VON GEORG ANASTASIADIS
Es ist nur ein gutes halbes Jahr her, da übernahm Friedrich Merz die zerstörteste CDU aller Zeiten. Dass er die Ampel-Regierung am Wochenende schon wieder als „schwächste Bundesregierung aller Zeiten“ geißeln durfte, ohne eine dicke Lippe zu riskieren, zeigt, wie sehr sich die Union unter seiner Führung gefangen und Gräben zugeschüttet hat. Der konservative Merz hat sich nicht die Liebe der Merkel-Mitte in der CDU erworben, aber ihren Respekt. Das ist gut. Eine starke Demokratie braucht eine starke Opposition.

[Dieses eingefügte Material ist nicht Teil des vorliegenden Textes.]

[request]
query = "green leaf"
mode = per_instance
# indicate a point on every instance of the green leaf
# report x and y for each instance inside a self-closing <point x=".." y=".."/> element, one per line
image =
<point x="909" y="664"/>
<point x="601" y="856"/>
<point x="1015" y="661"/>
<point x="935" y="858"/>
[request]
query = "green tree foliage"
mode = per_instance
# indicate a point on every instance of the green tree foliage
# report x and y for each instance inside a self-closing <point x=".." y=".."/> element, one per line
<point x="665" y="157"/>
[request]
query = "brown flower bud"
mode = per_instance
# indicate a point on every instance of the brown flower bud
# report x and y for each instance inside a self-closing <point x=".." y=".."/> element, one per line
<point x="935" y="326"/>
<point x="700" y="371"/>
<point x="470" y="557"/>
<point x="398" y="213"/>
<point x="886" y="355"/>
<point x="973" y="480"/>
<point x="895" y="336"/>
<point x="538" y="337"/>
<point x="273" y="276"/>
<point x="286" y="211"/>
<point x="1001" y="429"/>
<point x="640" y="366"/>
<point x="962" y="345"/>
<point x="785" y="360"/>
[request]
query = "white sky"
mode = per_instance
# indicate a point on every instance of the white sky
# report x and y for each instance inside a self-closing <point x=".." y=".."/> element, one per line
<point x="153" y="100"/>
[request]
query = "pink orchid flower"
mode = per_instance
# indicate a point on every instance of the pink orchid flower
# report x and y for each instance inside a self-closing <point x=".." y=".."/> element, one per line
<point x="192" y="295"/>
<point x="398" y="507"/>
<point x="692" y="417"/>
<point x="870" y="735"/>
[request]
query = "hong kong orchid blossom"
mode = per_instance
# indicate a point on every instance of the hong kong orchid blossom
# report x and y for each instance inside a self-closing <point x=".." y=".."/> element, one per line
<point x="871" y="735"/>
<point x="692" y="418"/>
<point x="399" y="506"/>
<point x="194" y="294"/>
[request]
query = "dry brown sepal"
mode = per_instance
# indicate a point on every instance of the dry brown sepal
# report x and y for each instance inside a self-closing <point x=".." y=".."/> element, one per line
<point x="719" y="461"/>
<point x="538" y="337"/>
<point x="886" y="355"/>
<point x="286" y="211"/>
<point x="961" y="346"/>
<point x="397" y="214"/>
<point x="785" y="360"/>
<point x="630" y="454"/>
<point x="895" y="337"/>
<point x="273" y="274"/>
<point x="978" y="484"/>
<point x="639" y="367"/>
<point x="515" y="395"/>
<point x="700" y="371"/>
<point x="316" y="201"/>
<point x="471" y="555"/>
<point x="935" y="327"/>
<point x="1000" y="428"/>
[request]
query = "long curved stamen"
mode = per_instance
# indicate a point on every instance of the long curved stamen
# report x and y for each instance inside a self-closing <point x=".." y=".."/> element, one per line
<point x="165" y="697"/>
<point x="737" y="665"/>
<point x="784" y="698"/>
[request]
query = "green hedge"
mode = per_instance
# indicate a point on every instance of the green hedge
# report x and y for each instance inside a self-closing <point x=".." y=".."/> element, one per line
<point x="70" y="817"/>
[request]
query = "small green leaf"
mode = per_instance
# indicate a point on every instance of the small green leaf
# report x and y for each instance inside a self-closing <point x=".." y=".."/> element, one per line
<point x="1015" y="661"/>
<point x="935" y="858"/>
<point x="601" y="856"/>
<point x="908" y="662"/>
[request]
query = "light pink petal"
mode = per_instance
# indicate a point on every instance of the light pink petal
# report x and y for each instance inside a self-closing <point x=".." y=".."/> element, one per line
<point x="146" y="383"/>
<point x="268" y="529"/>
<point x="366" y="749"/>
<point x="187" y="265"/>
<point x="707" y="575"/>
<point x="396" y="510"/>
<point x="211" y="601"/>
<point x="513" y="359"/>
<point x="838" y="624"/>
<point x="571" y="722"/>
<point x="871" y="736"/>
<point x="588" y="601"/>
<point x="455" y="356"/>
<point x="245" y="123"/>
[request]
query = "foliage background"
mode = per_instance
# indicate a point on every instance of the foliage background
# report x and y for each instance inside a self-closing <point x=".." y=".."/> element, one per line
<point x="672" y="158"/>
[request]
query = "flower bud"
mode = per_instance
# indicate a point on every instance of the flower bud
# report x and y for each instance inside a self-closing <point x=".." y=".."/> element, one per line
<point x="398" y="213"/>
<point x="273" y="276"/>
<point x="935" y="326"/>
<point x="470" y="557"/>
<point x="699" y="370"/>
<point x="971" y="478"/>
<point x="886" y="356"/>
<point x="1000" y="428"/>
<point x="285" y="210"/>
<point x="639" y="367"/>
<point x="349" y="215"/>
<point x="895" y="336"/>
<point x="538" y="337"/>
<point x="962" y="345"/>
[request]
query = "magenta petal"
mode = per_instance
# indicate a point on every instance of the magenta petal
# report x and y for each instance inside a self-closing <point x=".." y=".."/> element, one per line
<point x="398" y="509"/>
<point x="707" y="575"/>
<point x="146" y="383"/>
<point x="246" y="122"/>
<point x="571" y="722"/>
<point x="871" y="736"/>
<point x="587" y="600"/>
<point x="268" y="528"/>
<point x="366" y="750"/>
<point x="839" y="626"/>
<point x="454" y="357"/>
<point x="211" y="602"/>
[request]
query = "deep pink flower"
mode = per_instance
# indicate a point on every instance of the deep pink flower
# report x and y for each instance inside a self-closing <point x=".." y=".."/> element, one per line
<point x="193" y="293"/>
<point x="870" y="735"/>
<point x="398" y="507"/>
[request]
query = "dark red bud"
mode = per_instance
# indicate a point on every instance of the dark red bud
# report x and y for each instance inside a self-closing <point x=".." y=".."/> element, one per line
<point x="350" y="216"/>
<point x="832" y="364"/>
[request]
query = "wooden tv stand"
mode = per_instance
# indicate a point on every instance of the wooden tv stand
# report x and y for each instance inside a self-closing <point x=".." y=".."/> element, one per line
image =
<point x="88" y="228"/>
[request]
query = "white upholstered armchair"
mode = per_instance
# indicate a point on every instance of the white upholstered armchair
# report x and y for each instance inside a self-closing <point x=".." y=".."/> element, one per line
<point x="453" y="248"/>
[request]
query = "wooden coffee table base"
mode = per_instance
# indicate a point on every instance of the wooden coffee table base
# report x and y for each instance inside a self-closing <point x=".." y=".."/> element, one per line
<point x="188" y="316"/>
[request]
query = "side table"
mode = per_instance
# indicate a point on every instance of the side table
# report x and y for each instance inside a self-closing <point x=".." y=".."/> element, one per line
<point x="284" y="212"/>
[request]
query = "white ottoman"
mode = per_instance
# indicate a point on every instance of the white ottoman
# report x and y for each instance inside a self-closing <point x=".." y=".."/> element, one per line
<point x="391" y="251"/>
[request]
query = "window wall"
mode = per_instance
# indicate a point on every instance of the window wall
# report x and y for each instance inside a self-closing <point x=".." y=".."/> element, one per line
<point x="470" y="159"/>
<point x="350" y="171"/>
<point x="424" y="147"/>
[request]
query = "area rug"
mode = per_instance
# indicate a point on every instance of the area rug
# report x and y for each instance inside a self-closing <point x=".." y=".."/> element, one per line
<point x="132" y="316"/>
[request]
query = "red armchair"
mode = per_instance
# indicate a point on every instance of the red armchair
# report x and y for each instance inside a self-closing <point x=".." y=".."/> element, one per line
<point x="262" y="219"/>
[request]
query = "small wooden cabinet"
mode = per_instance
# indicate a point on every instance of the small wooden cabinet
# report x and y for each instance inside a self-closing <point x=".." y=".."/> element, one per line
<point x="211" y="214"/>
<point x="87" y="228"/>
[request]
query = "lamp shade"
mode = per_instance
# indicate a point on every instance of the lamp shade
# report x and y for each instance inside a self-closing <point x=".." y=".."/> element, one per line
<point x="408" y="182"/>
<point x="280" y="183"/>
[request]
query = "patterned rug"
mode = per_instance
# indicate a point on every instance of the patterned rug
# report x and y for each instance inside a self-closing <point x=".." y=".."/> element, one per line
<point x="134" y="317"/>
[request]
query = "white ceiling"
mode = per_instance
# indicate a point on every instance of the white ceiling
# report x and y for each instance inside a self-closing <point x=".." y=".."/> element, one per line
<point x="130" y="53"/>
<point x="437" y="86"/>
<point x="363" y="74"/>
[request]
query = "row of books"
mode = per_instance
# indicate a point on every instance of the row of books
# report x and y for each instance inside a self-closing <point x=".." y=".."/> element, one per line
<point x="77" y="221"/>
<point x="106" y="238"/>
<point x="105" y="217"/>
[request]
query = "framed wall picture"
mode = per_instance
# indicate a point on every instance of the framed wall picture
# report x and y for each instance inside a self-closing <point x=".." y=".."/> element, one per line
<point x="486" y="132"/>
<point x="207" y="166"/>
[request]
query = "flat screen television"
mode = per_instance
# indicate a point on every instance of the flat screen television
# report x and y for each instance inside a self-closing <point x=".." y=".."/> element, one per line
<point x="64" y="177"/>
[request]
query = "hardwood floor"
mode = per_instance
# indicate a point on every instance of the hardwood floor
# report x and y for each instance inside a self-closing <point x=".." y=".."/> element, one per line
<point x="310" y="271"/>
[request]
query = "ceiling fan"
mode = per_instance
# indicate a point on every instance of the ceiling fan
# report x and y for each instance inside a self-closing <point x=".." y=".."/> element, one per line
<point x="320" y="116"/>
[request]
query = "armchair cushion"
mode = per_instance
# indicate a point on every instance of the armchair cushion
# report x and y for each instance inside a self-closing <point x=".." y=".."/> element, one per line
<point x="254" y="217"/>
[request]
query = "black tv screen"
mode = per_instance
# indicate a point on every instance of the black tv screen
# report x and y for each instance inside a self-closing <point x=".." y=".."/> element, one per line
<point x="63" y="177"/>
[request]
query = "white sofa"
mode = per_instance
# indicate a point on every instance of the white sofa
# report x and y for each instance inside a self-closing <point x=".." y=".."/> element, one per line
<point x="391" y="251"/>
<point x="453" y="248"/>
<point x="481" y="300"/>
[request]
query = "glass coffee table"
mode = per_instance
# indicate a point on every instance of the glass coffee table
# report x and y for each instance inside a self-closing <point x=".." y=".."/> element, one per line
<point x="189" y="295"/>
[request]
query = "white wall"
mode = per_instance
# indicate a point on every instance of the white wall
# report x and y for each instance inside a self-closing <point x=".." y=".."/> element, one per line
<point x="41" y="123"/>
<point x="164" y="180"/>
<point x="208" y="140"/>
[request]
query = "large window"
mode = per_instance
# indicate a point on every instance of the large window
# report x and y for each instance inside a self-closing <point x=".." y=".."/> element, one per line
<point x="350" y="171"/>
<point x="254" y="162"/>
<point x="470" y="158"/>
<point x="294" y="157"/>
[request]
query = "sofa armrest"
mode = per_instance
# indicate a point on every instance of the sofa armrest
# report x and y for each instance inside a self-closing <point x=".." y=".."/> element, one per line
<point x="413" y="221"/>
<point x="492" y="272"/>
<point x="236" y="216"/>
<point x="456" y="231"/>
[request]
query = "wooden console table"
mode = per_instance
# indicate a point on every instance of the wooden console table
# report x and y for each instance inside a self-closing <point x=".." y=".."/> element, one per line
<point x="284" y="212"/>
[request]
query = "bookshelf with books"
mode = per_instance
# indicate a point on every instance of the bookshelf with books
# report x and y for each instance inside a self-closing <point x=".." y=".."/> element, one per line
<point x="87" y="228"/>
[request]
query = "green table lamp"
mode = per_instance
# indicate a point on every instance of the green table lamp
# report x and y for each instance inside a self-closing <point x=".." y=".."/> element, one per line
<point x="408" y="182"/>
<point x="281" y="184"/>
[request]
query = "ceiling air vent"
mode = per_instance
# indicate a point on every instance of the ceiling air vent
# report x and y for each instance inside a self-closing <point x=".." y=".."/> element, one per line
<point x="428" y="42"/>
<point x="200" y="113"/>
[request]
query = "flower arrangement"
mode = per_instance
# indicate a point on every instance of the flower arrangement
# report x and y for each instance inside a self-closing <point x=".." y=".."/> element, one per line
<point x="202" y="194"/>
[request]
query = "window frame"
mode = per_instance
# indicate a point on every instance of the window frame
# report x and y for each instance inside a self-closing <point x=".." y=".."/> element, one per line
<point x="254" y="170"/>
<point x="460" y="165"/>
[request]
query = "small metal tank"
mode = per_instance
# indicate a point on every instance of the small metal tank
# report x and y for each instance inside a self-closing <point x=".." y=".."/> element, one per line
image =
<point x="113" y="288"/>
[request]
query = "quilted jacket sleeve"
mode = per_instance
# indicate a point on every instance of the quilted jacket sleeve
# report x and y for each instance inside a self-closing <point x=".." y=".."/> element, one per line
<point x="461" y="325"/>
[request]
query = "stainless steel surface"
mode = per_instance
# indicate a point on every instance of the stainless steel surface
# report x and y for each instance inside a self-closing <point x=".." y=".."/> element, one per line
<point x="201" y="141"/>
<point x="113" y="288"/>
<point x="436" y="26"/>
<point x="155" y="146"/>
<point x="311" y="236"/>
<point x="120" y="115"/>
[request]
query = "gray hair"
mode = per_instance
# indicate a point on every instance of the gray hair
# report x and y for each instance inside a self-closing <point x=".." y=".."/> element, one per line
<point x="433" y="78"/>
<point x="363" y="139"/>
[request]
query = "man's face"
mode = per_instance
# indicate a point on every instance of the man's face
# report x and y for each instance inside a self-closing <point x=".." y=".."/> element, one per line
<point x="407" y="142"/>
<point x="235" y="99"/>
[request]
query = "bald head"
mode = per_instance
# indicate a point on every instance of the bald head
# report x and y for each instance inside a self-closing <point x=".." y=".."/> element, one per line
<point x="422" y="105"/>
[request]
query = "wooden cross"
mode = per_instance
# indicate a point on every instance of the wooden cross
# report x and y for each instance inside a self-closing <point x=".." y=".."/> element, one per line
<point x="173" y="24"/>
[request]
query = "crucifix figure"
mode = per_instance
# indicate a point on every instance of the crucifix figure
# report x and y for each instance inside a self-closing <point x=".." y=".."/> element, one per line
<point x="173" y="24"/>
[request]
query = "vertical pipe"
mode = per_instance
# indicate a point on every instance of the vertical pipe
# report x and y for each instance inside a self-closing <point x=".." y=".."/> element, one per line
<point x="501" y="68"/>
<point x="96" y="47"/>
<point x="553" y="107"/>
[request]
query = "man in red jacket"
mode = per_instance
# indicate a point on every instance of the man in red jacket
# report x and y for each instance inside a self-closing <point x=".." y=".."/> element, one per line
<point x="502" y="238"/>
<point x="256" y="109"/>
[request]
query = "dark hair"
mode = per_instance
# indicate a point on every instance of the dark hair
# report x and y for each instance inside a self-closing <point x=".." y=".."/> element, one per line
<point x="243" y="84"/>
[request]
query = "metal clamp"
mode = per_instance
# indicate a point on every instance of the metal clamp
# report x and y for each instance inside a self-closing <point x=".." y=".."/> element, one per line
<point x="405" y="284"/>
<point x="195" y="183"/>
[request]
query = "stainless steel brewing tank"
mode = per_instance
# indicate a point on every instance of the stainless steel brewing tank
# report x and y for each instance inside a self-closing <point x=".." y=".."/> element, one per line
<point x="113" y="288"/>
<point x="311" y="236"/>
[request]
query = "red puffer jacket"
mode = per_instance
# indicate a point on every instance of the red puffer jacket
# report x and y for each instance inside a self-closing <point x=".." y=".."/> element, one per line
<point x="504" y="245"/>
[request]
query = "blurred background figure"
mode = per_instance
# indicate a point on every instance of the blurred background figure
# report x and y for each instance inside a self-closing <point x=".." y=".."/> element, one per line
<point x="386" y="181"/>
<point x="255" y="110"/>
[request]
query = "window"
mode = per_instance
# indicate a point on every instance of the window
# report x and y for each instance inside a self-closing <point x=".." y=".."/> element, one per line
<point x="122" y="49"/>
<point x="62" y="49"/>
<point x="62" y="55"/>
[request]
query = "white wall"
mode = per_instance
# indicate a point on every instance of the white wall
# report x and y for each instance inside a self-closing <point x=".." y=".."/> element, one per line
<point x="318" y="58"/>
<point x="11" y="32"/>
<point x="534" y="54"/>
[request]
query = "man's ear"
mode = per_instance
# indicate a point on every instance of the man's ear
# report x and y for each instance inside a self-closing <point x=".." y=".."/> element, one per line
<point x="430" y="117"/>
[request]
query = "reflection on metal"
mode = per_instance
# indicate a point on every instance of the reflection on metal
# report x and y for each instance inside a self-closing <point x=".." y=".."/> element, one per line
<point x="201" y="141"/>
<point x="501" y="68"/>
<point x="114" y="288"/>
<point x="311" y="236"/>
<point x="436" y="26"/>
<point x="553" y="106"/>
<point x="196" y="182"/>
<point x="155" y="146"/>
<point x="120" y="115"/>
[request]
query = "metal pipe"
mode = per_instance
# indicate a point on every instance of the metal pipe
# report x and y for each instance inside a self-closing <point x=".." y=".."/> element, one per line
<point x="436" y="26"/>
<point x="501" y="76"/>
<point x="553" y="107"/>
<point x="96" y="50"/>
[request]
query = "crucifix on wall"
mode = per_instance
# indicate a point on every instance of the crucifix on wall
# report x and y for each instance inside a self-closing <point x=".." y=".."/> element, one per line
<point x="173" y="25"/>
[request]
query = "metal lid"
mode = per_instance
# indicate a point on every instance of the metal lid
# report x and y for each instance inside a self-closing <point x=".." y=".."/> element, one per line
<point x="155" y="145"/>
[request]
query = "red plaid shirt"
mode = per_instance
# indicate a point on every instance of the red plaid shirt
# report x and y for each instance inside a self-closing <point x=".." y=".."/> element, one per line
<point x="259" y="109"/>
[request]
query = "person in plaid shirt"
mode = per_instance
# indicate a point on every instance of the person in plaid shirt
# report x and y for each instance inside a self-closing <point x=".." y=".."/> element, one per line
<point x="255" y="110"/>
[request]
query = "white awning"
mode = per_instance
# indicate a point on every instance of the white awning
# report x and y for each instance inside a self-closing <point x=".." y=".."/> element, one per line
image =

Auf dem Parteitag in Hannover krönte der Spätberufene sein Versöhnungswerk, indem er die im konservativen Flügel unpopuläre Frauenquote durchsetzte. Die neue Rolle als Reservekanzler zwingt den alten Wirtschaftsliberalen in die Mitte der Union. Sein Kollege Markus Söder von der CSU hieße nicht Söder, hätte er nicht die Marktlücke erkannt – und besetzt. Söders grüne Phase ist vorbei, erkennbar an seinem mit giftigen Angriffen auf die Grünen und deren Gesellschaftsbild gespickten Parteitags-Gastspiel.
Söders Rede glich eher einem Bierzelt-Auftritt, von denen er in Bayern zuletzt ja etliche absolviert hatte. Er streichelte die konservative Unionsseele, wetterte gegen das Gendern, die Antidiskriminierungsbeauftragte und die linke Cancel Culture. Manchen CDU-Delegierten war der neue Söder-Sound zu deftig, einige haben ihm seine Rolle bei der Demontage Laschets nicht verziehen, und manche rieben sich die Augen ob der erneuten Wandlung des selbst erklärten Ober-Merkelianers. Aber der CSU-Chef lieferte einige interessante Fingerzeige auf den bayerischen Landtagswahlkampf. Söder hat ihn am Wochenende eröffnet. Er dürfte hitzig werden.